Architecture & Basics
HGL Module Overview
While standard graphs define edges as simple connections between exactly two vertices, hypergraphs generalize this concept. In a hypergraph, a hyperedge can connect an arbitrary number of vertices simultaneously.
While higher-order connections can technically be modeled using standard bipartite graphs (a technique known as star expansion, where standard vertices are used to represent both the actual data elements and the connections between them), doing so pollutes the domain model. It forces developers to introduce artificial labels and boilerplate logic to distinguish between "true" vertices and "connection" vertices. This approach is not true to the natural structure of the relations and fundamentally complicates traversals, degree calculations, and property management.
The HGL (Hypergraph Library) module solves this by treating both vertices and hyperedges as true, first-class topological entities.

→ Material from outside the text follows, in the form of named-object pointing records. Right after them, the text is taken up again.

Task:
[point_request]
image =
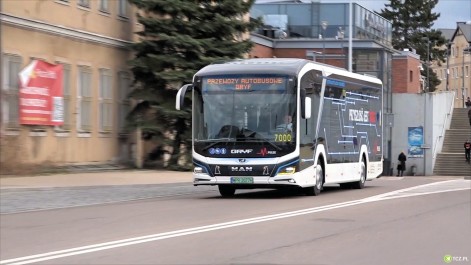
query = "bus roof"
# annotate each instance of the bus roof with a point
(281, 66)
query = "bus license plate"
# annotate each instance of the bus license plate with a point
(241, 180)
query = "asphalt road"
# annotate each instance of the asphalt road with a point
(391, 221)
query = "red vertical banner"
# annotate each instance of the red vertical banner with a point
(40, 97)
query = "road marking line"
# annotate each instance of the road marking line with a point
(462, 185)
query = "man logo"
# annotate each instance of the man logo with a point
(241, 169)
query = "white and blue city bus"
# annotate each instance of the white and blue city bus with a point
(241, 139)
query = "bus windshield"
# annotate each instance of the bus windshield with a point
(245, 109)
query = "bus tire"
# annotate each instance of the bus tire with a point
(361, 183)
(317, 188)
(226, 190)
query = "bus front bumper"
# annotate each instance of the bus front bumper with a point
(248, 181)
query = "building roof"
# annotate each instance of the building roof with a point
(465, 28)
(447, 33)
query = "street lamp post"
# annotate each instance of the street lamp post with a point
(427, 87)
(465, 51)
(448, 49)
(324, 27)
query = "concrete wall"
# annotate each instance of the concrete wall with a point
(409, 111)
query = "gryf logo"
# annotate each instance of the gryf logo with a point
(241, 169)
(241, 151)
(264, 152)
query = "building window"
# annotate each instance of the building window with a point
(84, 99)
(124, 102)
(104, 6)
(84, 3)
(123, 8)
(106, 101)
(66, 126)
(9, 109)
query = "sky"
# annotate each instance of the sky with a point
(451, 11)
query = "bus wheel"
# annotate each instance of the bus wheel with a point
(226, 190)
(316, 189)
(361, 183)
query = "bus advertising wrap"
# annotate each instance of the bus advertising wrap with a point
(40, 96)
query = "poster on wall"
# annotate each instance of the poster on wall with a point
(415, 142)
(40, 97)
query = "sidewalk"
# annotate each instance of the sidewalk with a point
(106, 178)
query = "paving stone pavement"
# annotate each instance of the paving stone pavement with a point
(25, 200)
(32, 193)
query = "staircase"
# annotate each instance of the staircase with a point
(451, 161)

By natively supporting n-ary relationships, HGL is exceptionally powerful for modeling complex, multi-way interactions directly as they exist in the real world—such as chemical reaction networks (multiple reactants forming multiple products), collaboration networks (multiple authors co-authoring a single research paper), or complex set systems and multi-way database joins.
This section explores the core architectural decisions of the HGL module:
- Shared Infrastructure with GL: Understand the strict unidirectional dependency and structural relationship between the GL and HGL modules.

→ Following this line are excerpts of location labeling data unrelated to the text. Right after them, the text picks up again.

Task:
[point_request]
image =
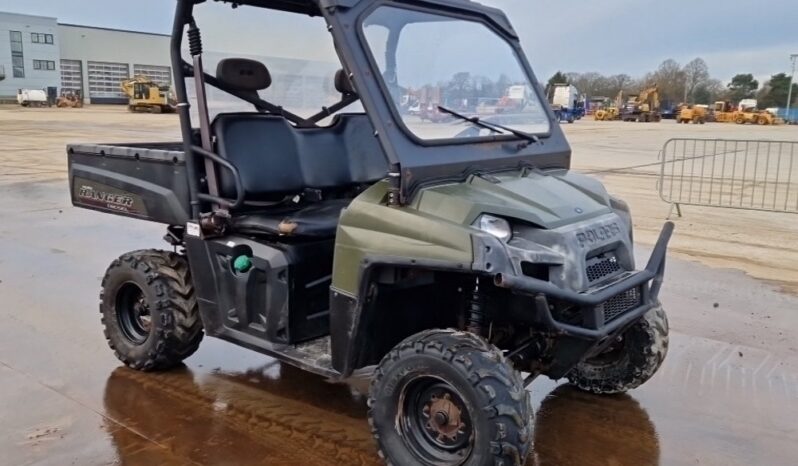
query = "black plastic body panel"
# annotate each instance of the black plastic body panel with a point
(282, 299)
(145, 181)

- Core Concepts: Learn how the
hgl::hypergraphtemplate operates, how hyperedges differ mathematically from standard pairwise edges, and how to navigate generalized incidence. - Representation & Layouts: Discover the diverse memory models available for hypergraphs and how layout orientation impacts query performance.
Shared Infrastructure with GL
The HGL module is built upon the exact same zero-cost abstraction philosophy as the standard GL module. It strictly utilizes C++20 concepts and template metaprogramming, meaning that all configuration is resolved at compile time.
Crucially, the HGL module is built strictly on top of the GL module. It acts as an architectural extension with a strict unidirectional dependency. HGL heavily relies on GL and directly reuses its core infrastructure—including ID types, type traits and concepts, I/O utilities, and underlying contiguous data structures (like gl::flat_jagged_vector and gl::flat_matrix). Therefore, if you are familiar with the GL module, the HGL module's design language will feel immediately natural.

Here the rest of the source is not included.